Antes de que existiera la lotería, la esperanza de salir de pobre se cifraba en encontrar un tesoro escondido. Por cierto que las probabilidades matemáticas deben de ser muy parecidas en ambos casos. Era Chinchilla un lugar más propicio que otros para buscar, porque se cumplían casi todas las condiciones favorables: la de haber albergado en su historia diferentes culturas, que se perdían en la noche de los tiempos y se diluían hasta convertirse en leyendas.
No es de extrañar que algún vecino anduviera loco buscando el tesoro. Lo cuentan Elvira Valero y Pedro José Jaén en el número de la revista Zahora titulado Buscadores de tesoros en la provincia de Albacete; leyenda y realidad. Hablan del zapatero Monsarrate, que seguía unas instrucciones consistentes en matar un cabrón negro, murmurando baramana y otras palabras presuntamente mágicas. Tenía que ser en martes. Después, unas visiones revelarían el escondrijo a quien fuese capaz de interpretarlas. Así se lo contó el propio zapatero al preceptor de gramática Joan Ribas, en 1583. Y añadió que las instrucciones procedían nada menos que de Constantinopla.
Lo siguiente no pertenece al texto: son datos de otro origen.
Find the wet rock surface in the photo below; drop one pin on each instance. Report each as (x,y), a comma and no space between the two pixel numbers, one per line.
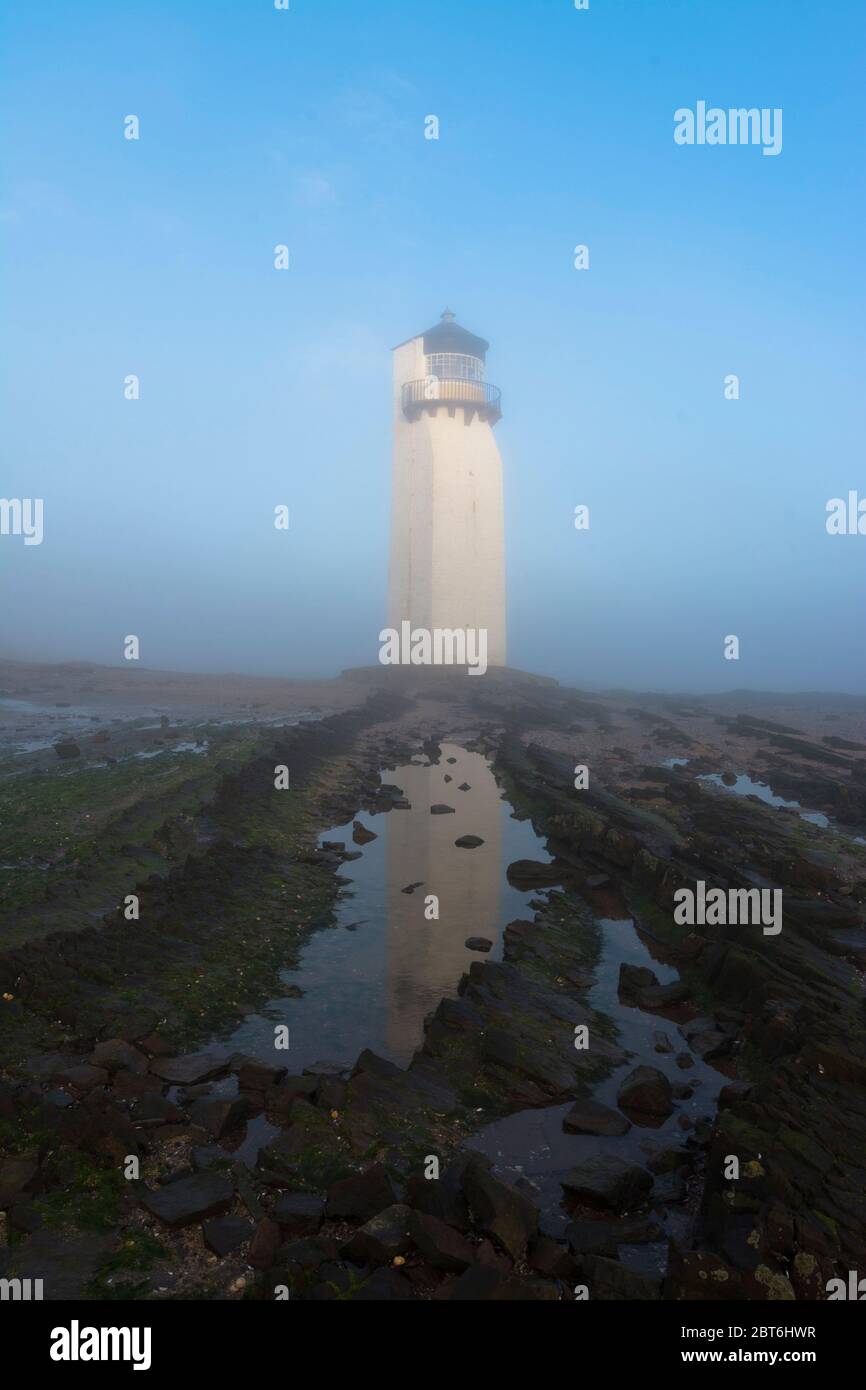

No menos curioso resulta lo que ocurrió en el Cerro Vicente en torno a 1720. Se trata de un montecillo situado a una legua a pie desde Chinchilla, caminando hacia Levante. Parece que ciertas personas del pueblo tenían fundadas sospechas de que allí había un tesoro, y para desenterrarlo contrataron a cuarenta vecinos de Tarazona de La Mancha. Lo primero que exhumaron fue una lápida con una leyenda. El único que conocía la escritura árabe no fue capaz de descifrarla por lo que, atando unos cabos casi esotéricos con otros, dedujeron que era caldeo, porque  aquella “era la lengua que desde Tubal se usó hasta la venida de Deabo Perión”. Como no le encontraron utilidad, la lápida se perdió hasta la fecha. Puede que aún siga oculta, formando parte de las entrañas de algún palacio o caserón.

Siguieron cavando los cuarenta tarazoneros, primero en perpendicular, y luego en horizontal. Se iluminaban con hachas y antorchas, como era costumbre. Así siguieron hasta dar con una corriente de aguas negras que se despeñaban con gran estrépito. El ruido les contuvo, aunque no lo bastante como para que no aventurasen palos encendidos y hachones al otro lado de la cascada para columbrar qué había. Y vieron una sala que parecía llena de seras y sacos, hacinados unos sobre otros. No podían ser sino los que contenían las monedas del tesoro que andaban buscando. Sin embargo, no debieron considerarlo con mucha fe, ya que se abstuvieron de atravesar la cascada. Los que lo contaron medio siglo después a los topógrafos Duarte, Andújar y Soler, aseguraron que lo que paralizó a los buscadores fue el temor de que el escondrijo estuviese encantado por el mismo diablo. Se consideró realizar ciertos exorcismos para desencantar el lugar, como misas, ayunos, reliquias, y oraciones, pero no hay constancia de que se llevasen a cabo. Tampoco se excavó perpendicularmente desde encima de la sala, que hubiera sido menos religioso pero más práctico. El caso es que, según dejaron dicho los topógrafos en 1778, los chinchillanos que lo contaban “eran personas de íntegra fe y de no vulgar inteligencia”. Sin embargo, y esto es menos verosímil, el supuesto tesoro seguiría estando en el mismo lugar, sin que los excavadores hubieran vuelto para cegar los túneles que conducían hacia el agua negra, encantada y escandalosa que les cerraba el camino.